Il est l'artiste des concerts records. Tout au long de sa longue et fructueuse carrière, Jean-Michel Jarre a multiplié les performances démesurées, battant notamment quatre fois le record du nombre de personnes pour un concert. Alors qu'il publie son autobiographie, Mélancolique rodéo, le musicien est revenu pour Europe 1 sur quelques-unes de ces prestations mythiques, notamment celle de la place de la Concorde, en 1979. "J'ai mis un an à m'en remettre", confie-t-il. 

"Ça m'a beaucoup amusé de raconter ces concerts", dont chacun "aurait pu faire l'objet d'un livre", explique-t-il au micro de Nathalie Levy. Mais, précise-t-il, "je n'ai rien initié. Ce sont des propositions qui m'ont été faites". Concernant son concert en collaboration avec la NASA à Houston, en 1986, l'artiste avoue avoir "refusé pendant un an et demi d'aller au Texas". 

"Jacques Chirac m'a annoncé qu'il y avait eu sept accouchements pendant le concert"

Mais le concert fondateur reste celui de la place de la Concorde, en 1979, où s'étaient pressés un million de personnes. "Tout a démarré à partir du concert de la Concorde", affirme Jean-Michel Jarre. "C'est la première fois que j'ai initié l'idée de faire un concert en utilisant des techniques visuelles, de vidéos, de projection de lumières sur les immeubles".  

"J'ai mis un an à m'en remettre", raconte encore le musicien, avant de relater sa rencontre avec Jacques Chirac, alors maire de Paris, lors de ce même concert. "Il m'a annoncé qu'il y avait eu sept accouchements pendant le concert", se souvient-il. 

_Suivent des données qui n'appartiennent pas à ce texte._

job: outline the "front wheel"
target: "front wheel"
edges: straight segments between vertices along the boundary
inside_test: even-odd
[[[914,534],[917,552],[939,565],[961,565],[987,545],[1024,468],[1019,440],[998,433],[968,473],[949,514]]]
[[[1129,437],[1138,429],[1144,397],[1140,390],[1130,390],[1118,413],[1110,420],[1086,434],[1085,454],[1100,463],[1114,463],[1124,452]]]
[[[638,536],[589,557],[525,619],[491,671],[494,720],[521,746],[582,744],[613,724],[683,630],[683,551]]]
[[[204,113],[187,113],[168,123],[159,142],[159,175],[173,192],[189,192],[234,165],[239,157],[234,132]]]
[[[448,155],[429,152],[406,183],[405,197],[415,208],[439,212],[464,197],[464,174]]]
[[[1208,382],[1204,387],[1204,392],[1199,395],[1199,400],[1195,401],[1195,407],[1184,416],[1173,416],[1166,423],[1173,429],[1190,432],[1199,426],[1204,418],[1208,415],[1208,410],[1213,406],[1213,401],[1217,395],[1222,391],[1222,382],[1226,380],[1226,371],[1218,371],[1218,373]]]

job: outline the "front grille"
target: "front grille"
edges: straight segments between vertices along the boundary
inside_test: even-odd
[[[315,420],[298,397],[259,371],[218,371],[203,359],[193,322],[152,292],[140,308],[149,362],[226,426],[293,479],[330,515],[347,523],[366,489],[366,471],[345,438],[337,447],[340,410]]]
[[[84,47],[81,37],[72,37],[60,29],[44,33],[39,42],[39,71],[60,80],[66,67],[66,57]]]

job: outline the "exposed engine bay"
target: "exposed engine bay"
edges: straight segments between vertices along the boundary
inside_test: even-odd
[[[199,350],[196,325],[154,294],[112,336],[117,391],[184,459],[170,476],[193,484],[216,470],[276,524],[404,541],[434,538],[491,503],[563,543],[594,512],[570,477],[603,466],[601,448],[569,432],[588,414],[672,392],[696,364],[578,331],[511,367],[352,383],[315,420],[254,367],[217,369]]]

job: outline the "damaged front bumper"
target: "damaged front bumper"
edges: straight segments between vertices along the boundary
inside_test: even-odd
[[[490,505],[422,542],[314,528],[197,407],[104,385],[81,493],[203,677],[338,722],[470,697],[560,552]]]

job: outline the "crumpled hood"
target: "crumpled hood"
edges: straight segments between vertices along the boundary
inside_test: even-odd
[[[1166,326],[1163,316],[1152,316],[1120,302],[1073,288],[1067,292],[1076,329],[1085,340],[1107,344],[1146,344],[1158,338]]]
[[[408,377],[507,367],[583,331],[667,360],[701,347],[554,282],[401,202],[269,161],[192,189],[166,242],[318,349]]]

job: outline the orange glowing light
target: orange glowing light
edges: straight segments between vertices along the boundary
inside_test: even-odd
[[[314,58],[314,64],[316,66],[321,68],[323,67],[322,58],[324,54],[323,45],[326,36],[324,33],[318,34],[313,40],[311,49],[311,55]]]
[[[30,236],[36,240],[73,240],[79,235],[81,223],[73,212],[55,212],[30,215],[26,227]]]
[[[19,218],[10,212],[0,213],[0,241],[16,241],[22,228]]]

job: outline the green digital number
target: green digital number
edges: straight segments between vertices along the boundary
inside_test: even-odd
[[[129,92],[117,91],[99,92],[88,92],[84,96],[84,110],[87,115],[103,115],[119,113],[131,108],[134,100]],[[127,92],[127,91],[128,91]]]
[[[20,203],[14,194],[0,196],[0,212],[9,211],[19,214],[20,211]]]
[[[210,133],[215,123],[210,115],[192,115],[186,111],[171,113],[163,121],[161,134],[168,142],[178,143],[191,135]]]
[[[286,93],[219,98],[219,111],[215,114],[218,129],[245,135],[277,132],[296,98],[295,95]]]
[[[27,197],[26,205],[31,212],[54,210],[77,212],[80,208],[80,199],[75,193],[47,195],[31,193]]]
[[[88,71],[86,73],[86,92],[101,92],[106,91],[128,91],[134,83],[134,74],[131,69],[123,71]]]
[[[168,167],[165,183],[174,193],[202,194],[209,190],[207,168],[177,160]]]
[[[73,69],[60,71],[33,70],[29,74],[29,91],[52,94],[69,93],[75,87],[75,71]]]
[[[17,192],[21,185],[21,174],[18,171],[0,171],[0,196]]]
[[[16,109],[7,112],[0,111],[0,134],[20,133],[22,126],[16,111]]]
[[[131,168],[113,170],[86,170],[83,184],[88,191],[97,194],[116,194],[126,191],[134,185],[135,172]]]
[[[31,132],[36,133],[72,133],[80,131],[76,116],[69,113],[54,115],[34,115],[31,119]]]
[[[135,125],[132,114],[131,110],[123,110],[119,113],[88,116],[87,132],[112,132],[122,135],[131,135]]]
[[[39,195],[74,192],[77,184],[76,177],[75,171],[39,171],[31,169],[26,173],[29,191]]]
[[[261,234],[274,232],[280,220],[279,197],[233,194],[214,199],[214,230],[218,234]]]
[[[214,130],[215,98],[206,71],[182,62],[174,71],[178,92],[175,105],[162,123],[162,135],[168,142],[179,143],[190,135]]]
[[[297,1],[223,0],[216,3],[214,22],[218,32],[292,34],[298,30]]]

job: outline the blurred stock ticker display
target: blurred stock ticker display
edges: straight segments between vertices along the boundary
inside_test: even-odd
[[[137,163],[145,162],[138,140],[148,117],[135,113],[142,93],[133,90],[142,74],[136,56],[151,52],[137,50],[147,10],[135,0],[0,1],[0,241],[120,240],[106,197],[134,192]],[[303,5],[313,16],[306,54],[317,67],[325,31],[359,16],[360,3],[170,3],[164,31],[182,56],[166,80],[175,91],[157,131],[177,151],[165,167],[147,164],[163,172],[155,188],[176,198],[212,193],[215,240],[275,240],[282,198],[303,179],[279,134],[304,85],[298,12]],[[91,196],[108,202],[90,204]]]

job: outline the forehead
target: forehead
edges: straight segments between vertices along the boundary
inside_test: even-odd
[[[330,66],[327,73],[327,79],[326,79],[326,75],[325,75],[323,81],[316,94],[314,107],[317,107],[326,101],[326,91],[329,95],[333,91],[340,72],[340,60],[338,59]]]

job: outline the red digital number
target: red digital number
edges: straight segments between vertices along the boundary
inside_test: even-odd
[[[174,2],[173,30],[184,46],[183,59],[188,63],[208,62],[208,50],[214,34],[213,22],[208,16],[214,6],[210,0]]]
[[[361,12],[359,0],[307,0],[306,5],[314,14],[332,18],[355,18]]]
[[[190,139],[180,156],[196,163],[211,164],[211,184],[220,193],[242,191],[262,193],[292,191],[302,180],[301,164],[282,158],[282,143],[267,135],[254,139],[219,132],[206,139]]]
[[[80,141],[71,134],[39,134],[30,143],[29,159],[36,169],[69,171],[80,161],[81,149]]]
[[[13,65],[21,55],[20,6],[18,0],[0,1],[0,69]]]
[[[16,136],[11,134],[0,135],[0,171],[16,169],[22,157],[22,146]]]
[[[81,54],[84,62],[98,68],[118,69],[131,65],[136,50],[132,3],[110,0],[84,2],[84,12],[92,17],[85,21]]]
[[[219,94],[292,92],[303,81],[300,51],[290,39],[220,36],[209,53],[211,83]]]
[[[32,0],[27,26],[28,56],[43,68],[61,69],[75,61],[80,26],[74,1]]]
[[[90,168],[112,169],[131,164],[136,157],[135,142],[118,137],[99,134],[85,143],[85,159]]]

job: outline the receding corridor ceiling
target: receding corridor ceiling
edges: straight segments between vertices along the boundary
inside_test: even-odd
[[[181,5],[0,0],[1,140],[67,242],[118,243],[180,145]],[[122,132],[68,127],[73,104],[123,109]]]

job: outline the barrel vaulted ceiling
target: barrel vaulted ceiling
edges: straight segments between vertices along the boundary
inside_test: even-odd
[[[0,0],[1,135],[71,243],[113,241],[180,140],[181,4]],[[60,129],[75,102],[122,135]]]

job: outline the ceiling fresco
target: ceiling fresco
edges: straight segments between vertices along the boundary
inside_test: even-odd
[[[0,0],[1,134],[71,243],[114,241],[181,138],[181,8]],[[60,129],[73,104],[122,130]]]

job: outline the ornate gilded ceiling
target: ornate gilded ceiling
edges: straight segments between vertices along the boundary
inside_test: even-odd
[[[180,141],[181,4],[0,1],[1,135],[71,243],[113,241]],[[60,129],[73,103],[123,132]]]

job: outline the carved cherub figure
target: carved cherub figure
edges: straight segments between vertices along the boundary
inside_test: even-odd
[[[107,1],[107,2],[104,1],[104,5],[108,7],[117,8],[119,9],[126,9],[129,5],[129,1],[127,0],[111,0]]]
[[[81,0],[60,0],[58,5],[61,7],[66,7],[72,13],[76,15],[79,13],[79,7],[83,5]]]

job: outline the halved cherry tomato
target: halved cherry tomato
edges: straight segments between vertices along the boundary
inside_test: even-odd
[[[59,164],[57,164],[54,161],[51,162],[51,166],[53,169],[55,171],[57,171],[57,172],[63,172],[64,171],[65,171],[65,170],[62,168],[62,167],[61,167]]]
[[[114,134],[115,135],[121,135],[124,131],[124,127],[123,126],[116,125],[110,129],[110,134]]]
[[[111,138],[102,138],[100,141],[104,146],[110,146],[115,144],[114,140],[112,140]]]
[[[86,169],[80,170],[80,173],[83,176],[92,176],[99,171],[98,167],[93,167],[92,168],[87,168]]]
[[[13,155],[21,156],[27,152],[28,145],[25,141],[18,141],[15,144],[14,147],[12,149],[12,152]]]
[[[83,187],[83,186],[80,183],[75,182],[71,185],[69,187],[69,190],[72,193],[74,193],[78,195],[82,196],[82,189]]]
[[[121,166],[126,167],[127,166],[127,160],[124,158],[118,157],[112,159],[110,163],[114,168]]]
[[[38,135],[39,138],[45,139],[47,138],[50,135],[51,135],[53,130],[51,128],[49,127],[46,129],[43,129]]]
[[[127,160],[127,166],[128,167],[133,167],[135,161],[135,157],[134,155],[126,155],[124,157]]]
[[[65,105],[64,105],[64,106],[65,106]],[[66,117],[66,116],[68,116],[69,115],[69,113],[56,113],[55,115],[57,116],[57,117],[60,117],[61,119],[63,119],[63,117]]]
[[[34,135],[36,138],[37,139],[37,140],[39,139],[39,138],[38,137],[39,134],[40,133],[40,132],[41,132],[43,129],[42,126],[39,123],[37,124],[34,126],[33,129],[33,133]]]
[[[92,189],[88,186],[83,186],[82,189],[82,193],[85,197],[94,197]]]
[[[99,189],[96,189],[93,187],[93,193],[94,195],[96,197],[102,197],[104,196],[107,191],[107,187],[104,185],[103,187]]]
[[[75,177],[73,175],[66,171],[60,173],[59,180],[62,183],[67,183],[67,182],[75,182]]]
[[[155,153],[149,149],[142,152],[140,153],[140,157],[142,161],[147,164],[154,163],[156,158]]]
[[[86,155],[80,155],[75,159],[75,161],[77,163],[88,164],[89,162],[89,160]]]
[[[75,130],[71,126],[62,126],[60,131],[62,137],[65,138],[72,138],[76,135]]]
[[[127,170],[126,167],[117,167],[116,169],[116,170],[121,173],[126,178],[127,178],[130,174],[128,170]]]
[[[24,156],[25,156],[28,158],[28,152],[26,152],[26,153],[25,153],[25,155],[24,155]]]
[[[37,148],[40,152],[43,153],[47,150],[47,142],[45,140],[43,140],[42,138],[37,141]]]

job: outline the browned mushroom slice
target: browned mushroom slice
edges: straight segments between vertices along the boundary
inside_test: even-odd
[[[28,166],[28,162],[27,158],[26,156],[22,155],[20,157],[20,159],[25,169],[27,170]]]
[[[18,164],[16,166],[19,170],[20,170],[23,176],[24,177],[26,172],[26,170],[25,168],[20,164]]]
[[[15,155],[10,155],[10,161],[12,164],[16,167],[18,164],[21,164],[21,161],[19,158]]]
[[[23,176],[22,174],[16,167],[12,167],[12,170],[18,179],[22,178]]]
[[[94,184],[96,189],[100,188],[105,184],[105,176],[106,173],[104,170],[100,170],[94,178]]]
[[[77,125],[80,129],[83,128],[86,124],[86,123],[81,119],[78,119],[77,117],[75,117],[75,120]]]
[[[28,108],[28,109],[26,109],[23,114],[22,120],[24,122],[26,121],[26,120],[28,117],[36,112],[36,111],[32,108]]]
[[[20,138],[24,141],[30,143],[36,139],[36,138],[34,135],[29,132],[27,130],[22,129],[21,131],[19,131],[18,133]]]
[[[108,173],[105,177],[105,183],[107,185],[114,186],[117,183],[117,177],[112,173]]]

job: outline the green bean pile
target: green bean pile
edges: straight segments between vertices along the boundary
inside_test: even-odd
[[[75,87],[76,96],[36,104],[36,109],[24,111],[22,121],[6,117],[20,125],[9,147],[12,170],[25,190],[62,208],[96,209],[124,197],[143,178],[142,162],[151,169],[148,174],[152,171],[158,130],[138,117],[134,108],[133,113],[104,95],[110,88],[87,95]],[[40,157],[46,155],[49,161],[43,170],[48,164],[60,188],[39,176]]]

Mais Jean-Michel Jarre n'en est pas resté là. En 1990, ce sont cette fois deux millions de personnes qui ont assisté à son concert à La Défense, avant un nouveau record de plus de trois millions de personnes à Moscou, en 1997. "C'est assez étrange. On se retourne à chaque fois pour savoir si les gens sont bien venus pour vous", décrit-il. Et d'expliquer son affection particulière pour les performances en plein air : "Il y a une sorte de connivence, de familiarité quand on joue en plein air, et que les gens s'installent un peu où ils veulent". "Ça n'a rien à voir avec une salle de concert, qui est beaucoup plus formatée", conclut Jean-Michel Jarre.